DT, March 2017
March 1, 2017
In an early glimpse of how U.S. businesses are using faster payments, the governing body for the automated clearing house issued survey results last month showing that 90% of respondents at surveyed financial institutions report same-day ACH origination volume at or above what they expected.
Despite that higher-than-expected volume, the same survey indicated no rise in fraud losses owing to same-day clearing, according to Herndon, Va.-based NACHA, which in December and January surveyed 23 financial institutions representing 63% of total ACH network origination volume (though the number of respondents to each question varied).
Same-day processing for ACH credits commenced Sept. 23. A previous report from NACHA indicated the network had processed more than 13 million same-day transactions by Dec. 31.
Some 35% of the respondents reported their same-day origination volume was higher than they expected, while 55% said it was meeting expectations. On the receiving side, 22% said same-day volume was higher than forecast, with 61% reporting volume level with expectations.
Under NACHA rules, receiving institutions are required to process same-day payments.
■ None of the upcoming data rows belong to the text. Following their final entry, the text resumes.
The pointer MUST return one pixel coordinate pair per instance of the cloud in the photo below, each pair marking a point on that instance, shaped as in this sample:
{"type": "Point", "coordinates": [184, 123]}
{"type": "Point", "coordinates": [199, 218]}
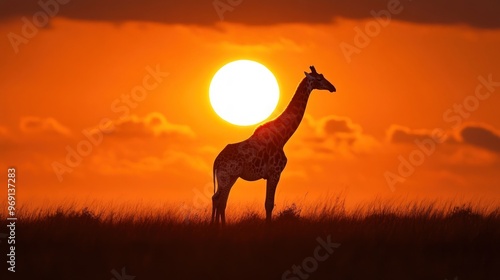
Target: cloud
{"type": "Point", "coordinates": [481, 136]}
{"type": "Point", "coordinates": [45, 127]}
{"type": "Point", "coordinates": [477, 135]}
{"type": "Point", "coordinates": [399, 134]}
{"type": "Point", "coordinates": [153, 125]}
{"type": "Point", "coordinates": [480, 13]}
{"type": "Point", "coordinates": [336, 135]}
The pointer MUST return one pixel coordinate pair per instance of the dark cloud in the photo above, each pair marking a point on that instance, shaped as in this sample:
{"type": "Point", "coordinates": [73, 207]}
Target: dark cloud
{"type": "Point", "coordinates": [403, 135]}
{"type": "Point", "coordinates": [480, 13]}
{"type": "Point", "coordinates": [337, 135]}
{"type": "Point", "coordinates": [335, 125]}
{"type": "Point", "coordinates": [152, 125]}
{"type": "Point", "coordinates": [482, 137]}
{"type": "Point", "coordinates": [36, 126]}
{"type": "Point", "coordinates": [470, 134]}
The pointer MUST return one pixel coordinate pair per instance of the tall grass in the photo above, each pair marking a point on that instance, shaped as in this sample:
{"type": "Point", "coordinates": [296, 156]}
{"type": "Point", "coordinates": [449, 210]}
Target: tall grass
{"type": "Point", "coordinates": [379, 240]}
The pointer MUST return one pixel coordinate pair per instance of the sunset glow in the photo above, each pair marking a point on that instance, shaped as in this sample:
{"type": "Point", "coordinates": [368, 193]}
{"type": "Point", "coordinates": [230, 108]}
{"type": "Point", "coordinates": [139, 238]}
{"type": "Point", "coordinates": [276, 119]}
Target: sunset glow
{"type": "Point", "coordinates": [244, 92]}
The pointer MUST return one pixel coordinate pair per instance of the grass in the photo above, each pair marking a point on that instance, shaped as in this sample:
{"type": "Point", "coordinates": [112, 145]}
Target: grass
{"type": "Point", "coordinates": [420, 240]}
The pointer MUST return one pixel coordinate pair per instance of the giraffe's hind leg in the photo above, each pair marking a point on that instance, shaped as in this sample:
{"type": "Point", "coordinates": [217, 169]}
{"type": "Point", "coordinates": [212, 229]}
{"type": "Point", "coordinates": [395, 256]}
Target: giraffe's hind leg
{"type": "Point", "coordinates": [219, 199]}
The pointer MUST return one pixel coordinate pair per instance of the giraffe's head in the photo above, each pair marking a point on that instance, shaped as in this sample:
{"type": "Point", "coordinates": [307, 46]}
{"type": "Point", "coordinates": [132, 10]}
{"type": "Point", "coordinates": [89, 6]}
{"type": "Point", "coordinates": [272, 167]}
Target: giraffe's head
{"type": "Point", "coordinates": [318, 81]}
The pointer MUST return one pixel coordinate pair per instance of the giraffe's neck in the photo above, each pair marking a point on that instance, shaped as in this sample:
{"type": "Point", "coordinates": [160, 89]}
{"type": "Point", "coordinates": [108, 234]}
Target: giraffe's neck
{"type": "Point", "coordinates": [283, 127]}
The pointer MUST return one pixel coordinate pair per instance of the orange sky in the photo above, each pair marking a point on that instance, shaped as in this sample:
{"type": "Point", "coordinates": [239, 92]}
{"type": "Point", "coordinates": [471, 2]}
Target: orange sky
{"type": "Point", "coordinates": [408, 80]}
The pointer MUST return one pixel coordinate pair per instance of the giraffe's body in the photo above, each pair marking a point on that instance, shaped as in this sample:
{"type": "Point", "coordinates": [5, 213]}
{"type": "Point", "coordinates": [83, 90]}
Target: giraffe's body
{"type": "Point", "coordinates": [261, 156]}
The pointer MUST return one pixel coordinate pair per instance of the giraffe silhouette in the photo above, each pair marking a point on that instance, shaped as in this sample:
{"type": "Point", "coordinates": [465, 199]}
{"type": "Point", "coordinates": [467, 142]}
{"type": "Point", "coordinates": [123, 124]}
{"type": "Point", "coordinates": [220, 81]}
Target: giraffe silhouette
{"type": "Point", "coordinates": [261, 156]}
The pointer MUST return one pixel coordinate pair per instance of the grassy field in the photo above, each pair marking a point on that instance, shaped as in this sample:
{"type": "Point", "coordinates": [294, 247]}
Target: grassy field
{"type": "Point", "coordinates": [408, 241]}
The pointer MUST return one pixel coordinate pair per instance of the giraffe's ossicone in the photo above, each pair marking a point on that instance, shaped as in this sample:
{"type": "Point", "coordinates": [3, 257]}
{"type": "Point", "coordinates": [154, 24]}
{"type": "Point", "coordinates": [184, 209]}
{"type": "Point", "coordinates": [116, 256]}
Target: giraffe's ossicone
{"type": "Point", "coordinates": [261, 156]}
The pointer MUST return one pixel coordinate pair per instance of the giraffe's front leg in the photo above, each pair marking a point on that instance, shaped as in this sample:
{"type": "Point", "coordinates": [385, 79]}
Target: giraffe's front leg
{"type": "Point", "coordinates": [272, 183]}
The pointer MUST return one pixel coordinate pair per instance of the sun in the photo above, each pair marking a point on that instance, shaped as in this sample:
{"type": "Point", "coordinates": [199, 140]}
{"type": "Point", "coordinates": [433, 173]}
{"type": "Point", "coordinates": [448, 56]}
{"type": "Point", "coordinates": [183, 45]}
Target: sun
{"type": "Point", "coordinates": [244, 92]}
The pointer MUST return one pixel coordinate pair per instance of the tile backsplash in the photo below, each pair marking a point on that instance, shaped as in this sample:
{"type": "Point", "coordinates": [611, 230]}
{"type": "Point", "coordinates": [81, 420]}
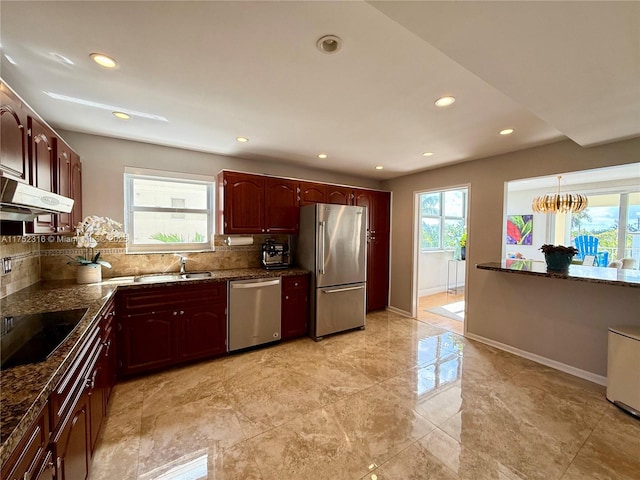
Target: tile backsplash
{"type": "Point", "coordinates": [54, 258]}
{"type": "Point", "coordinates": [25, 263]}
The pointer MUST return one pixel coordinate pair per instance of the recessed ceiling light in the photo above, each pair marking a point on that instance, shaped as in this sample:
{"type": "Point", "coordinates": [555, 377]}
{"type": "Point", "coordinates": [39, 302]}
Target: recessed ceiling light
{"type": "Point", "coordinates": [61, 58]}
{"type": "Point", "coordinates": [103, 60]}
{"type": "Point", "coordinates": [329, 44]}
{"type": "Point", "coordinates": [104, 106]}
{"type": "Point", "coordinates": [444, 101]}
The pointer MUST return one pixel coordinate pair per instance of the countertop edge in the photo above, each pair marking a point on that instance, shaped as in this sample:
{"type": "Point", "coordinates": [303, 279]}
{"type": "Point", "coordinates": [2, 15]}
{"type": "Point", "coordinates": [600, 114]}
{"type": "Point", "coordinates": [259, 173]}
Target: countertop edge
{"type": "Point", "coordinates": [576, 273]}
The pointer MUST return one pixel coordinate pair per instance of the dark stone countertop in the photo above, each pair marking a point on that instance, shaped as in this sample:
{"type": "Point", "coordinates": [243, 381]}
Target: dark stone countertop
{"type": "Point", "coordinates": [580, 273]}
{"type": "Point", "coordinates": [25, 389]}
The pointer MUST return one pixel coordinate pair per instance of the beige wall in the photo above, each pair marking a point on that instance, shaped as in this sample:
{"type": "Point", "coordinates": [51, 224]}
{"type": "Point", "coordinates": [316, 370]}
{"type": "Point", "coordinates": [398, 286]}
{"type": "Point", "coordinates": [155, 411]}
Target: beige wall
{"type": "Point", "coordinates": [562, 321]}
{"type": "Point", "coordinates": [104, 158]}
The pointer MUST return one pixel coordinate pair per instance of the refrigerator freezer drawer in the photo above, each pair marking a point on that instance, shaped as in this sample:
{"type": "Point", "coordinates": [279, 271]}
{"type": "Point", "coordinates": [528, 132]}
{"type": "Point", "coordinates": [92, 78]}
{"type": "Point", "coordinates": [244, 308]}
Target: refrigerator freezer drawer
{"type": "Point", "coordinates": [339, 308]}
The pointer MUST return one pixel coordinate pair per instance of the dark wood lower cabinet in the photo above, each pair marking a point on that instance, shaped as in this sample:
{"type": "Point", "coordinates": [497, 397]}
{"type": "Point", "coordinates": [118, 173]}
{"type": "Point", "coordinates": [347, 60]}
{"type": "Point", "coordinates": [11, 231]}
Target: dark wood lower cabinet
{"type": "Point", "coordinates": [32, 456]}
{"type": "Point", "coordinates": [295, 306]}
{"type": "Point", "coordinates": [162, 326]}
{"type": "Point", "coordinates": [71, 443]}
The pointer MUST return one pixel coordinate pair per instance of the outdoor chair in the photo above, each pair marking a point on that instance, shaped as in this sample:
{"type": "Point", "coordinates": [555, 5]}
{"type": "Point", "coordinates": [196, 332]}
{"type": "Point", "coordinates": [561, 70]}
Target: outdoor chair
{"type": "Point", "coordinates": [588, 245]}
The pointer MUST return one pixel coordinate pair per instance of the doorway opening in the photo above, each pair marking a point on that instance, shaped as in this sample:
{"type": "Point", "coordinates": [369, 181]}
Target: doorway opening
{"type": "Point", "coordinates": [441, 218]}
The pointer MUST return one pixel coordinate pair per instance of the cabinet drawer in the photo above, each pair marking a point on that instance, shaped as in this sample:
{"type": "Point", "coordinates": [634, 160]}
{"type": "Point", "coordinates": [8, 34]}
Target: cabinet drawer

Starting Sept. 15, ACH debits will also become eligible for same-day processing.
The canvass also found a variety of purposes for same-day processing. While 95% of respondents said businesses are using faster clearing for emergency, or last-minute, payroll payments, 68% said clients were using it to make one-time payments. And 58% reported businesses using same-day ACH for regularly scheduled payments.
Observers are encouraged by these results but caution it’s still early for the same-day program. They add it’s hard to know how impressive exceeding expectations is without know what those expectations are.
“To say that a high percentage of originators and receivers saw more activity than they expected isn’t particularly illuminating unless we understand the basis for their predictions,” notes Sarah Grotta, director of the debit advisory service at Maynard, Mass.-based research firm Mercator Advisory Group. “Particularly for [receiving institutions], how could they predict the number of [same-day] transactions that might be headed their way?”
Similarly, Grotta and Nancy Atkinson, a senior analyst at Aite Group LLC, a Boston-based research firm, caution that while the fraud result is encouraging, the picture could darken soon.
“I am glad to hear that fraud has not proven to be an issue immediately, however, there will be fraud,” warns Grotta. “Same-day can be more attractive [to criminals] since a manual review of suspicious transactions is simply not possible provided the processing timeframes. We are in the early stages of same-day’s evolution, so it may not have the attention of criminals quite yet.”
Another factor will be the addition of ACH debits late this summer to the same-day transaction flow. “It is especially encouraging that fraud has not been a concern so far, indicating that authorization processes are generally good,” Atkinson says. “I suspect that in the direct debit phase of same-day ACH there will be more fraud concerns.”